Pedro, como cada noche de guardia, revisaba las bases de
datos para comprobar que todo estaba en orden. Hasta después de media hora no
le tocaba recorrer el pasillo de las celdas. El silencio era casi absoluto,
interrumpido solo por el ruido que producían los aparatos electrónicos de la
sala y el sonido de las teclas. Era la 1.30. Todos los presos dormían o, al
menos, se mantenían callados. Una noche más de trabajo. Sin embargo, había algo
que le inquietaba; una sensación que no lograba identificar.
Unas tres horas más tarde, le llegó el eco de un murmullo.
En todos los años que llevaba en su puesto, jamás había escuchado a un preso
hablar de noche. La rebeldía solo se daba en los primeros seis meses que duraba
el Programa 201. Este sistema de readaptación había resultado ser muy eficaz.
Incluso algunos expertos afirmaban que, tras el proceso, los reclusos estaban
capacitados para tener una vida normal en la sociedad, pero el Ministerio del
Bienestar veía necesario retenerles unos cuantos años, ya que nunca se había
probado lo contrario y se desconocían las posibles consecuencias. La prevención
era la primera premisa del Ministerio. La
sociedad es un organismo –solía decir el ministro en sus comparecencias-; y es necesario que todos sus elementos
funcionen correctamente. Si uno solo de ellos enferma, contagiará a todos los
demás y esa sociedad se corromperá de manera irreversible.
Pedro se dirigió al lugar donde se originaba el murmullo y,
a medida que se acercaba, podía entender algunas palabras: peligro, retirada, traición. Con pasos silenciosos, llegó a la
celda 17. El joven al que había limpiado las heridas unos días antes temblaba
en el camastro y continuaba su balbuceo. Se quedó un rato de pie, observando.
Esa situación era frecuente, sobre todo en las primeras semanas del Programa.
Sin embargo, el nuevo aún no había tenido la primera sesión. De todos modos, no
comprendía por qué, después de tantas noches en las que había sido testigo de
pesadillas en los reclusos, ahora sentía esa extraña curiosidad.
Estrella acababa de cerrar un importante negocio con uno de
los clientes del distrito F. Regresaba satisfecha a la oficina cuando, al pasar
por la plaza, encontró a Jaime hablando amablemente con un señor de unos
cincuenta años que llevaba un traje rojo, el cual destacaba junto al uniforme
verde de Agente del Bienestar de Jaime. No
se preocupe, yo le acompaño, calmaba al hombre mientras le agarraba
suavemente del brazo. Hola, Estrella. Te
veo muy sonriente. Las cosas van bien, ¿no? La mujer le explicó
el motivo de su alegría y Jaime le contó que había encontrado al hombre del
uniforme rojo deambulando fuera de su distrito. Parece que se ha despistado. Voy a llevarle a la Cúpula para que le
hagan un chequeo. Se despidieron y Estrella continuó su camino.

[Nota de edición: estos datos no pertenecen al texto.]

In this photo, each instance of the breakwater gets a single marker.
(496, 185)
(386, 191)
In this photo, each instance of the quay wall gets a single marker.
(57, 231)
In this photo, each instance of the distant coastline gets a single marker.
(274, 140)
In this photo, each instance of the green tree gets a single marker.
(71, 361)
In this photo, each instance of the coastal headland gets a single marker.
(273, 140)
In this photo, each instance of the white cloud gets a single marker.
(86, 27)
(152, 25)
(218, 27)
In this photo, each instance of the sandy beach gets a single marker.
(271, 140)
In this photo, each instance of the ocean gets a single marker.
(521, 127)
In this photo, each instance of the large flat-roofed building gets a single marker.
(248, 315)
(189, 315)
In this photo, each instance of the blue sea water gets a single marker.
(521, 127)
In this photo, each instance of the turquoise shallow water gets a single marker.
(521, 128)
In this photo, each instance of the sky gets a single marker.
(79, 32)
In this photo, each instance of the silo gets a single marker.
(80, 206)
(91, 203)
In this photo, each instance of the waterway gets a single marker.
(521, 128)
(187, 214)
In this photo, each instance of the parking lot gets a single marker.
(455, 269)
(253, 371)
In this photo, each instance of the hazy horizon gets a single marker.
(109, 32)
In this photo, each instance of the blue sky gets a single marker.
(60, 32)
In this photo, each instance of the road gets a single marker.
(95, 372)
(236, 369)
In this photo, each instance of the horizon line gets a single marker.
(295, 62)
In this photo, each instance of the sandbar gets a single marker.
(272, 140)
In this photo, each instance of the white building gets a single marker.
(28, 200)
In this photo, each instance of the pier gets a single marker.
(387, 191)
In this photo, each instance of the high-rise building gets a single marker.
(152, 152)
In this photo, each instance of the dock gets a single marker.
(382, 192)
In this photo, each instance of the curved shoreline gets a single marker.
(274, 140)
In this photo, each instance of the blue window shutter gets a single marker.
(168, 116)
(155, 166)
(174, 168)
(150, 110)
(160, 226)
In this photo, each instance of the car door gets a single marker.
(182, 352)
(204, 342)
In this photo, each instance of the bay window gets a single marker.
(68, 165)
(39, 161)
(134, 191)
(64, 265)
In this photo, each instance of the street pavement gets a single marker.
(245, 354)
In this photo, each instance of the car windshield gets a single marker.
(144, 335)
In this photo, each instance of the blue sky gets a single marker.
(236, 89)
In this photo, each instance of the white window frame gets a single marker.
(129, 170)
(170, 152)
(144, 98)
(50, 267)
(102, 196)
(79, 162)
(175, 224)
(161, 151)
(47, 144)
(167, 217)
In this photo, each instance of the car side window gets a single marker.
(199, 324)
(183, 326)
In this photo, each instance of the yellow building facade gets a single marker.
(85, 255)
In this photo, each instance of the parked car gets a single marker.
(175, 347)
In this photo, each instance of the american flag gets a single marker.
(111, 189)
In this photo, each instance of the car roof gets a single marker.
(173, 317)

Recordó su última visita a la Cúpula de Prevención y
Reajuste, hacía unos cinco meses. La Sanadora, tras las pruebas pertinentes, le
había dicho que se encontraba estupendamente, salvo por la beremina, que estaba
un poco baja. Le dio entonces unos frasquitos que debía tomar todas las mañanas
durante un mes. Las revisiones en la edad laboral eran anuales, excepto en
casos problemáticos. Espero que ese señor
no tenga nada grave, pensó.
Aquella noche volvió a soñar con su padre. Ante ella había un
objeto redondo y de colores que daba vueltas sobre un eje. El hombre la miraba
con ojos risueños y le pareció oír su propia risa infantil entremezclándose con
la voz grave y cálida de su padre, quien hacía un gesto con la mano, como
indicando algún lugar. Cuando el despertador la sacó de aquel estado, notó una
especie de peso en el estómago, pero se esfumó rápidamente en cuanto se levantó
de la cama y comenzó su rutina diaria.